Washington's Panda Obsession
By Robin Wright
By Robin Wright
When I was little, I wanted a panda for my
birthday. Last August 22nd, which happened to be my birthday, the National Zoo,
in Washington, sent out an alert on e-mail, Twitter, and Facebook: its female
panda, the gentle Mei Xiang, had gone into labor. I signed onto the zoo’s Panda
Cam just in time to hear an eek-y squeal from the back stall where Mei had
built her nest. It was the birth yelp of a baby boy. A four-ounce butter stick,
pink-skinned and blind, slipped from his mom’s womb and slid across the floor.
There’s something about pandas, the world’s
rarest bear, that captivates the famous, turns the powerful into putty, and
wins over skeptics. In 1956, Elvis Presley travelled with a huge stuffed panda
on a twenty-seven-hour train ride from New York to Memphis.
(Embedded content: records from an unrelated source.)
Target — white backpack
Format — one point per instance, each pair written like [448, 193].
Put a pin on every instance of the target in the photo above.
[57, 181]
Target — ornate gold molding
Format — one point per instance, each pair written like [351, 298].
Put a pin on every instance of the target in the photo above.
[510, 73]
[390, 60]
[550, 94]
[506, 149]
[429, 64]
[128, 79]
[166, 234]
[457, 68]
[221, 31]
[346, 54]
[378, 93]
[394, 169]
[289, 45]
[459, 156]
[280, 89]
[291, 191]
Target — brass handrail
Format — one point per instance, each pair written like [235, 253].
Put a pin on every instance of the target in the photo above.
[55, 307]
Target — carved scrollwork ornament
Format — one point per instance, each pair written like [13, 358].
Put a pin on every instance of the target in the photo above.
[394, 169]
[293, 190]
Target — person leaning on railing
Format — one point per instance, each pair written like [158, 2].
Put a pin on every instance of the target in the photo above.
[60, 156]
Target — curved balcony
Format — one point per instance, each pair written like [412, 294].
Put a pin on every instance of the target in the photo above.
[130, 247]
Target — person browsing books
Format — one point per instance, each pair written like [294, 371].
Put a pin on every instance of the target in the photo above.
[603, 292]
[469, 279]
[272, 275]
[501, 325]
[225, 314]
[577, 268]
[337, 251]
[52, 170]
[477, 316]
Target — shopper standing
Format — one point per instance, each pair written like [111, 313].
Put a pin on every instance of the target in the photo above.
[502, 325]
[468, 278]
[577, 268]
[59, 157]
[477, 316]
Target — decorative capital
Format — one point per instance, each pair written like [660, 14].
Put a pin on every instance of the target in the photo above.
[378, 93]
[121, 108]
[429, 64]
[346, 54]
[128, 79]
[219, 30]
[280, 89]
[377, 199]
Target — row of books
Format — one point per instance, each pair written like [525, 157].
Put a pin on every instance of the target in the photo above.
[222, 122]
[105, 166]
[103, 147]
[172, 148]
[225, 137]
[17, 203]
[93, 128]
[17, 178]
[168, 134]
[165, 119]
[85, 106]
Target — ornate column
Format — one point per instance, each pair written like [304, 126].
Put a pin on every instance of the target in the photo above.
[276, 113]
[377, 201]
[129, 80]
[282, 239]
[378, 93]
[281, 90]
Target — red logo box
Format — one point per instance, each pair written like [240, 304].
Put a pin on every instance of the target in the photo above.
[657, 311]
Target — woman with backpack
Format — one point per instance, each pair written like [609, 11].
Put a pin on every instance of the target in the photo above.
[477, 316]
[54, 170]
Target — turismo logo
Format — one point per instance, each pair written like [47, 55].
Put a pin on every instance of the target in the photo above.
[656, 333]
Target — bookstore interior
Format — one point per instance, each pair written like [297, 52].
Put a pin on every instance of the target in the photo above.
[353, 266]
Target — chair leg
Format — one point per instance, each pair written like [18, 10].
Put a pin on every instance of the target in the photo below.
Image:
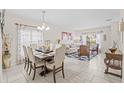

On the first leg,
the bear was photographed in its own seat. At night, the photographer Albert
Wertheimer later recounted, the bear was strapped into the upper berth in
Elvis’ compartment, its legs protruding through the webbing, as Elvis listened
to acetates of his recent recordings in the lower berth. The next day, Elvis,
not yet a national icon, perched the bear on his hip and used it to flirt with
girls as he strolled through a passenger car.